The results were so unexpected, in fact, that the three scientists at first thought they had to be wrong. The amount of iridium in the Alvarez sample was more than three hundred times normal levels-far beyond anything they might have predicted. Over the following months Asaro and his colleague Helen Michel worked up to thirty hours at a stretch (“Once you started you couldn’t stop,” Asaro explained) analyzing samples, always with the same results. Tests on other samples-from Denmark, Spain, France, New Zealand, Antarctica-showed that the iridium deposit was worldwide and greatly elevated everywhere, sometimes by as much as five hundred times normal levels. Clearly something big and abrupt, and probably cataclysmic, had produced this arresting spike.

After much thought, the Alvarezes concluded that the most plausible explanation-plausible to them, at any rate-was that the Earth had been struck by an asteroid or comet.

The idea that the Earth might be subjected to devastating impacts from time to time was not quite as new as it is now sometimes presented. As far back as 1942, a Northwestern University astrophysicist named Ralph B. Baldwin had suggested such a possibility in an article in Popular Astronomy magazine. (He published the article there because no academic publisher was prepared to run it.) And at least two well-known scientists, the astronomer Ernst Öpik and the chemist and Nobel laureate Harold Urey, had also voiced support for the notion at various times. Even among paleontologists it was not unknown. In 1956 a professor at Oregon State University, M. W. de Laubenfels, writing in the Journal of Paleontology , had actually anticipated the Alvarez theory by suggesting that the dinosaurs may have been dealt a death blow by an impact from space, and in 1970 the president of the American Paleontological Society, Dewey J. McLaren, proposed at the group’s annual conference the possibility that an extraterrestrial impact may have been the cause of an earlier event known as the Frasnian extinction.

As if to underline just how un-novel the idea had become by this time, in 1979 a Hollywood studio actually produced a movie called Meteor (“It’s five miles wide . . . It’s coming at 30,000 m.p.h.-and there’s no place to hide!”) starring Henry Fonda, Natalie Wood, Karl Malden, and a very large rock.

So when, in the first week of 1980, at a meeting of the American Association for the Advancement of Science, the Alvarezes announced their belief that the dinosaur extinction had not taken place over millions of years as part of some slow inexorable process, but suddenly in a single explosive event, it shouldn’t have come as a shock.

But it did.
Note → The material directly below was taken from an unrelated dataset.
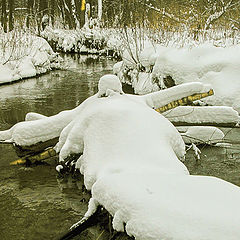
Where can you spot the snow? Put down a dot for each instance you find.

It was received everywhere, but particularly in the paleontological community, as an outrageous heresy.

“Well, you have to remember,” Asaro recalls, “that we were amateurs in this field. Walter was a geologist specializing in paleomagnetism, Luis was a physicist and I was a nuclear chemist. And now here we were telling paleontologists that we had solved a problem that had eluded them for over a century. It’s not terribly surprising that they didn’t embrace it immediately.” As Luis Alvarez joked: “We were caught practicing geology without a license.”
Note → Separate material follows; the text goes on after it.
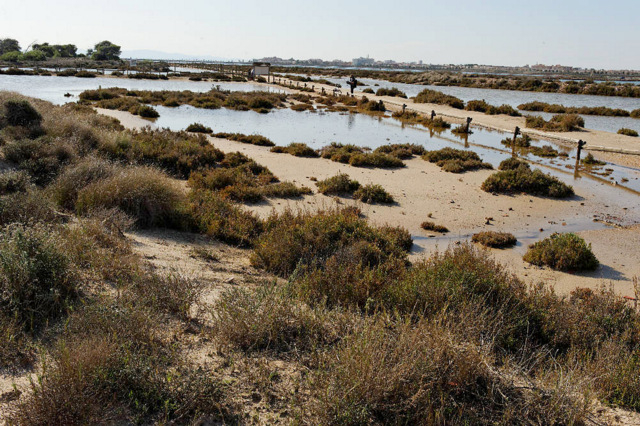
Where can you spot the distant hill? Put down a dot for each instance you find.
(156, 54)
But there was also something much deeper and more fundamentally abhorrent in the impact theory. The belief that terrestrial processes were gradual had been elemental in natural history since the time of Lyell. By the 1980s, catastrophism had been out of fashion for so long that it had become literally unthinkable. For most geologists the idea of a devastating impact was, as Eugene Shoemaker noted, “against their scientific religion.”

Nor did it help that Luis Alvarez was openly contemptuous of paleontologists and their contributions to scientific knowledge. “They’re really not very good scientists. They’re more like stamp collectors,” he wrote in the New York Times in an article that stings yet.